By Kaelan Deese, Supreme Court Reporter. Media: Washingtonexaminer
Donald Trump’s judge in his civil fraud trial rejected a bid by New York Attorney General Letitia James to block four witnesses from defending the former president next week, saying, “I don’t want a retrial of this.”
The rejection comes in response to James’s motion asking Judge Arthur Engoron to bar Trump from bringing four specific witnesses to testify in his defense beginning next week, arguing it would be “irrelevant” because Engoron already issued a partial ruling against the Trump Organization in September.

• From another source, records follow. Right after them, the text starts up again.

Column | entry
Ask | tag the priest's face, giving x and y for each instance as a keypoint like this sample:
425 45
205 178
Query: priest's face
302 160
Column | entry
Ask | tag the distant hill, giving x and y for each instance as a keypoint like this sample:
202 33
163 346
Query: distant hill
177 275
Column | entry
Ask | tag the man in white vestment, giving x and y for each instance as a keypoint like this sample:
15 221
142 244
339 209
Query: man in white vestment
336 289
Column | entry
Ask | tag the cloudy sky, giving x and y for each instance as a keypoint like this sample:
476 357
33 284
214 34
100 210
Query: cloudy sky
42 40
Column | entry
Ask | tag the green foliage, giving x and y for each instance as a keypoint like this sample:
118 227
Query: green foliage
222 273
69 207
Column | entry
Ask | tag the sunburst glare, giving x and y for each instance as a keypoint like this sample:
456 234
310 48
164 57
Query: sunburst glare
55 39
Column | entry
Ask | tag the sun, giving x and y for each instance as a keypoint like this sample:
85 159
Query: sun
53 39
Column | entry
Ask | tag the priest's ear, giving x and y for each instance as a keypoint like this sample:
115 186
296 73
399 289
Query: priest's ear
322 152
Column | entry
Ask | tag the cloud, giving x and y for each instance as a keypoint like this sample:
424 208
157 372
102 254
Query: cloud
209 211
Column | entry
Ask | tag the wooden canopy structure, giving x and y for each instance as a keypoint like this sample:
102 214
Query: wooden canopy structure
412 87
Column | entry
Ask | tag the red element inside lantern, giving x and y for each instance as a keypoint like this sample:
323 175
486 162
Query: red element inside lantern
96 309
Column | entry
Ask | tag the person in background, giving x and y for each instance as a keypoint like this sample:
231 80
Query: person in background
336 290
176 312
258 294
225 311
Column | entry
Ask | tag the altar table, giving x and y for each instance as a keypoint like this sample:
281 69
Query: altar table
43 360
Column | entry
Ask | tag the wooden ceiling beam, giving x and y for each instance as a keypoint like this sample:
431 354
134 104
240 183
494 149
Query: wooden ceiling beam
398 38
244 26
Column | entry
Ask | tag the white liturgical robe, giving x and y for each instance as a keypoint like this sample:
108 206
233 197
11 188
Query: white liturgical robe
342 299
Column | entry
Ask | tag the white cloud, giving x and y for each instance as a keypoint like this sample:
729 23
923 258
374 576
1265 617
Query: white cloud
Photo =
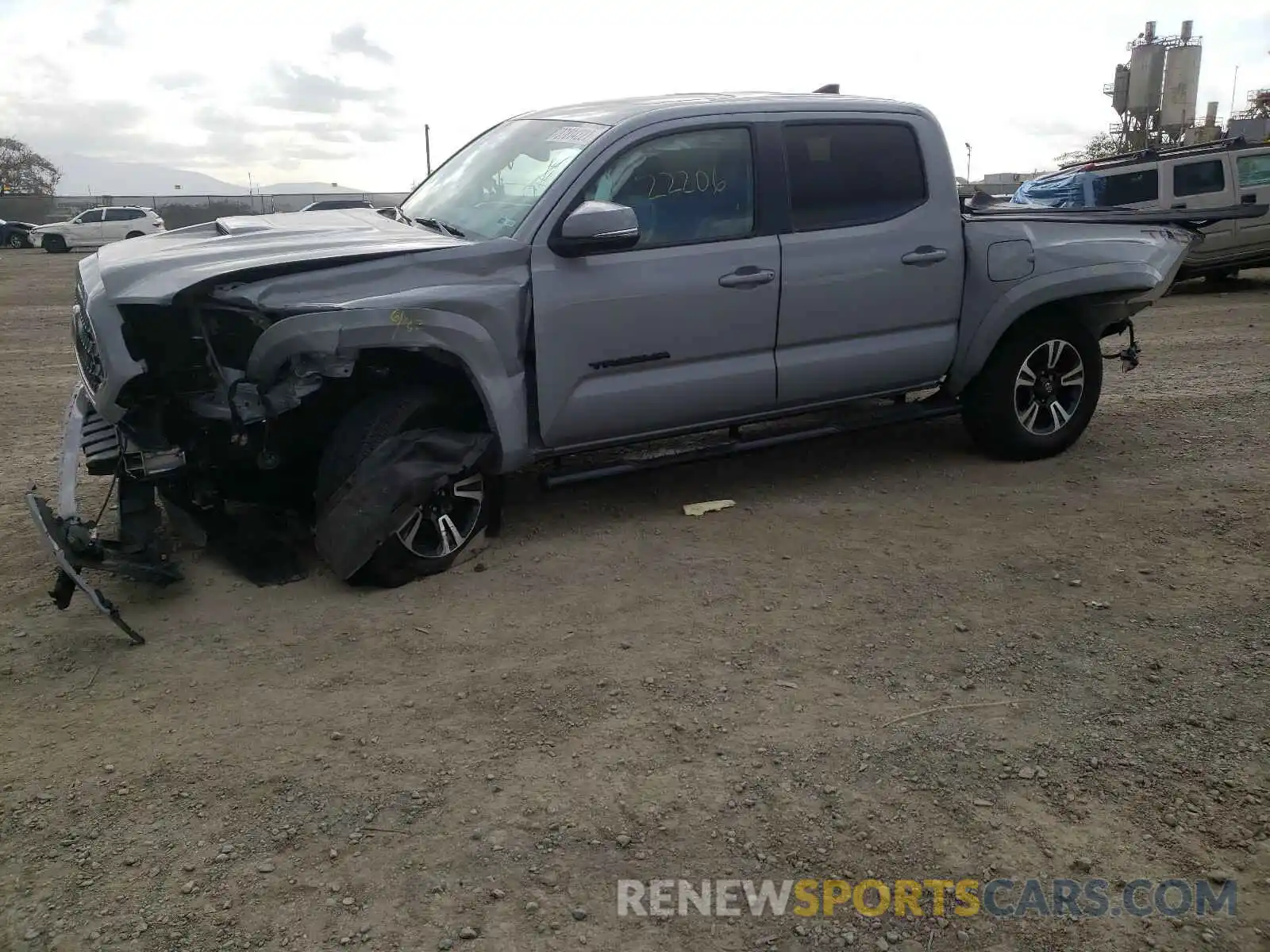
283 90
352 40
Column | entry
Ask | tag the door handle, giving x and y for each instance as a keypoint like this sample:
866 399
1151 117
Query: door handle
926 254
747 277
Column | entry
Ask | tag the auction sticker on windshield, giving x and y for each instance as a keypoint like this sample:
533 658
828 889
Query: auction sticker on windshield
575 135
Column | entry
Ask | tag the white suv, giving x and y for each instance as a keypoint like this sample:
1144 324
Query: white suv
95 228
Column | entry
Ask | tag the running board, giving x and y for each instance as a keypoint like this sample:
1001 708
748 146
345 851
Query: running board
929 409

“I don’t want a retrial of this case. I don’t want to be reversed,” Engoron said, according to a reporter from the Messenger who was attending the trial.

Mike Segar/AP
James had asked Engoron to bar testimony from Jason Flemmons, a forensic accounting expert, Steve Witkoff, a New York City real estate investor, Steven Laposa of Laposa Realty Advisors, and David Miller, an expert in insurance issues and underwriting.
Engoron later added he would allow the testimony but contended it would be “without prejudice to objecting to anything that may be irrelevant,” indicating requirements that the witnesses must stay on topic and not veer into other subjects when they take the stand.
Trump’s lawyers were also rebuffed from the bench over a request to cease the civil fraud trial immediately. Engoron didn’t rule on the request but said the trial would go on as scheduled on Monday with Donald Trump Jr. returning to the stand as the first defense witness.
Testimony concluded on Thursday for Ivanka Trump, who is not named in James’s lawsuit as a defendant but provided insight into her father’s business management. She denied awareness of “granular” financial details in the documents while undergoing direct questioning from James’s team and cross-examination from her father’s defense counsel.
In September, Engoron found the former president, his sons Eric Trump and Trump Jr., and two Trump Organization executives liable for business fraud, and the trial is now largely intended to assess their penalties.
James seeks $250 million in damages and aims to ban Trump from conducting business in New York, where a concentration of the Trump Organization’s premier properties are located.